Viele Wege führen nach Rom, und ebenso gibt es unzählige Arten & Weisen, mit der Rohkost zu beginnen. Nur du weisst, welcher Weg der Richtige ist für dich! Der Einfachste & Natürlichste ist es vielleicht, einfach nach und nach immer mehr roh zu essen & immer weniger anderes. Viele beginnen eine Nahrungsumstellung auch mit Blick darauf, was sie alles NICHT mehr zu sich nehmen wollen (z. B. Künstliche Zusatzstoffe, isolierte Zucker, Fleisch, Gluten, Milchprodukte, Alkohol, Soja …) und kommen auf diesem Weg Schritt für Schritt immer weiter zu einer roh-veganen Ernährungsweise.
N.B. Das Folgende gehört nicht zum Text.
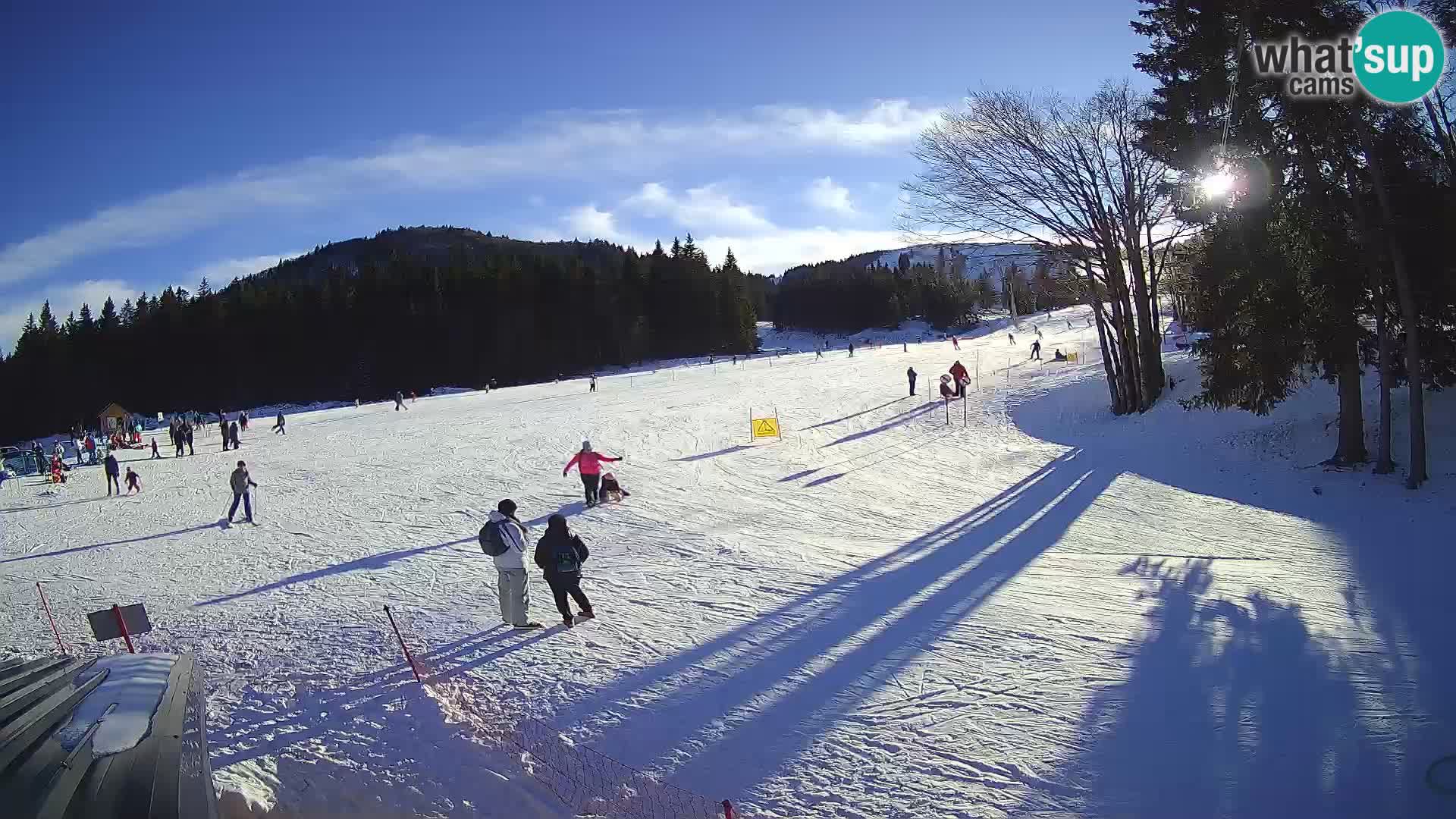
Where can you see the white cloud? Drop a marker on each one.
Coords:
(826, 194)
(587, 222)
(223, 271)
(777, 249)
(64, 299)
(698, 209)
(601, 143)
Möglicherweise bist du auch durch Informationen, Erfahrungen & Erkenntnisse zu dem Schluss gekommen, dass du dich roh-vegan ernähren möchtest & suchst jetzt nach dem richtigen Einstieg.

So ähnlich war es bei mir vor nun schon über zehn Jahren: ich habe mich bereits vegan ernährt, überwiegend bio, mit viel Frischem & hohem Rohkostanteil, als ich, ausgelöst durch die Neurodermitis der Tochter & zahlreiche Informationen über Rohkost, die zu mir fanden, entschieden habe, diese Ernährungsweise auszuprobieren.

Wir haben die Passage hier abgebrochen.